For this use case, we want to use grunt-contrib-qunit to run my tests and snag the results. So we set that up first. Since I want to use an existing runner, I use the urls option to pass in the URL of the runner. My gruntfile then looks like:

module.exports = function(grunt) {

  // Project configuration.
  grunt.initConfig({
   qunit: {
      all: {
        options: {
          urls: [
             'http://[redacted]/testRunner/index.cfm?component=all'
          ]
        }
      }
    },
  });

  // Load the plugins
  grunt.loadNpmTasks('grunt-contrib-qunit');

  // Default task(s).
  grunt.registerTask('default', ['qunit']);

};

From the command line, I can then run sudo grunt from the folder with the gruntfile and bam, there’s my results. (Make sure there’s no authentication required to get to your test runner. That’s for the advanced class. Also, if you find someone teaching the advanced class, I’d love to sign up 🙂 ).
Of course, I can’t actually do that until I install grunt-contrib-qunit. Thankfully, these plugins are all available via npm. This is probably a good time to make an aside note about how npm works. See, we installed grunt globally, because we want it to be availible to multiple jenkins projects, but you’re not supposed to do that often. The better way to install dependencies is without the -g flag and with the --save-dev flag. This will do two things:

  • Download the module to the project’s dependencies folder
  • Add the module to your project.json file

So in this case, we want to do a npm install grunt-contrib-qunit --save-deps. Do that for any other plugin I discuss and you’ll be up and running in no time.
Now, that’s all fine and dandy, except that qunit prints the output in a human-readable format to the screen. We want the output in a jenkins-readable file instead. Jenkins can read xUnit, TAP, and HTML reports with the help of some readily-available plugins, so basically anything standard will do; luckily, there’s another grunt plugin that takes the output from grunt-contrib-qunit and massages it into JUnit format before saving to a file. It’s called grunt-qunit-junit, because naming conventions are weird.

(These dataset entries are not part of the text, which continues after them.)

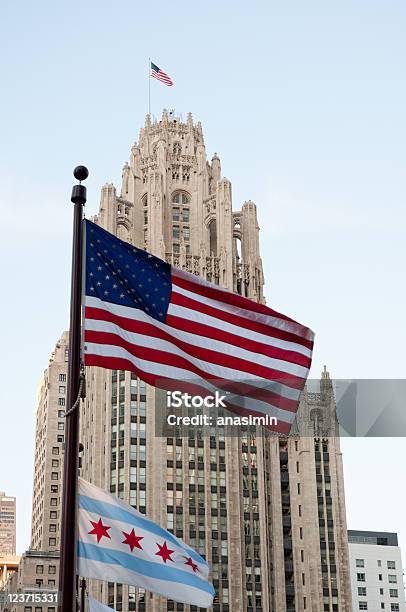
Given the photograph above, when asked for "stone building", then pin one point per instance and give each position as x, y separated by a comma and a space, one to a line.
37, 573
267, 512
49, 446
7, 524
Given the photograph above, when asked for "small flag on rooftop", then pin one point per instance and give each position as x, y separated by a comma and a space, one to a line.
117, 542
160, 75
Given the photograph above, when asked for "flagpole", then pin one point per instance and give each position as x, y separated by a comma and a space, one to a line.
67, 569
149, 86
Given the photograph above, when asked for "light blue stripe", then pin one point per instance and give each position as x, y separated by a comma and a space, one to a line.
150, 569
120, 514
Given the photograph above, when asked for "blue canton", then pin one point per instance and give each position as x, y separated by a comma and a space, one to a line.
119, 273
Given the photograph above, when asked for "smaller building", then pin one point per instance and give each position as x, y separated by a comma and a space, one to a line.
7, 525
37, 573
8, 565
376, 571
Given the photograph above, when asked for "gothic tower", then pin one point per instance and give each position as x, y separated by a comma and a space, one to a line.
254, 505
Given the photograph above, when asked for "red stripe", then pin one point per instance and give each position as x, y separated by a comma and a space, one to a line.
209, 355
181, 300
217, 333
214, 333
227, 297
118, 363
164, 357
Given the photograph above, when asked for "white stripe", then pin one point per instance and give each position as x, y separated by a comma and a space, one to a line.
199, 317
190, 314
172, 590
106, 326
207, 366
269, 320
88, 489
179, 374
148, 543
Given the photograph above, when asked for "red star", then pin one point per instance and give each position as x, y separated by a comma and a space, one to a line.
164, 552
100, 530
194, 566
132, 540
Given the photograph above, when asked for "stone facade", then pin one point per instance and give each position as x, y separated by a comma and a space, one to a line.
267, 512
37, 573
7, 524
49, 447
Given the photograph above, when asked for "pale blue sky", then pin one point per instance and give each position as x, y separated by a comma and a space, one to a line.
304, 102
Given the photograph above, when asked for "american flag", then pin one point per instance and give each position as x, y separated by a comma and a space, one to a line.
177, 331
159, 74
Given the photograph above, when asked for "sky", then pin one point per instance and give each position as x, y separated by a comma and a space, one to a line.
303, 101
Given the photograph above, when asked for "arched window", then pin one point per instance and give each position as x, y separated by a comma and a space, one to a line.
213, 237
180, 220
144, 205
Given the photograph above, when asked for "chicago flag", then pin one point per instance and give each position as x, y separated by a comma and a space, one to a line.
118, 543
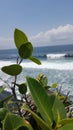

module.exports = function(grunt) {

  // Project configuration.
  grunt.initConfig({
  qunit_junit: {
        options: {
          "dest":"../test-reports"
        }
    },
   qunit: {
      all: {
        options: {
          urls: [
             'http://[redacted]/testRunner/index.cfm?component=all'
          ]
        }
      }
    },
  });

  // Load the plugins
  grunt.loadNpmTasks('grunt-contrib-qunit');
  grunt.loadNpmTasks('grunt-qunit-junit');

  // Default task(s).
  grunt.registerTask('default', ['qunit_junit','qunit']);

};

Note that qunit-junit wants to be loaded before qunit. This will write the output in junit format to a folder called test-reports. Make sure that’s writeable by jenkins!
Speaking of Jenkins…

Displaying jenkins_grunt.png

The or (||) and output aren’t strictly necessary; what that does is allow jenkins to continue building if the unit tests failed. Later, in the reporting step, a build will be marked “unstable” if the tests failed, but if you don’t have this you won’t be able to execute any later steps.

Speaking of reporting, here’s how I configured the junit reporter for jenkins:

Displaying jenkins_junit.png

And voila! Click “build” and you’ll see your results right away.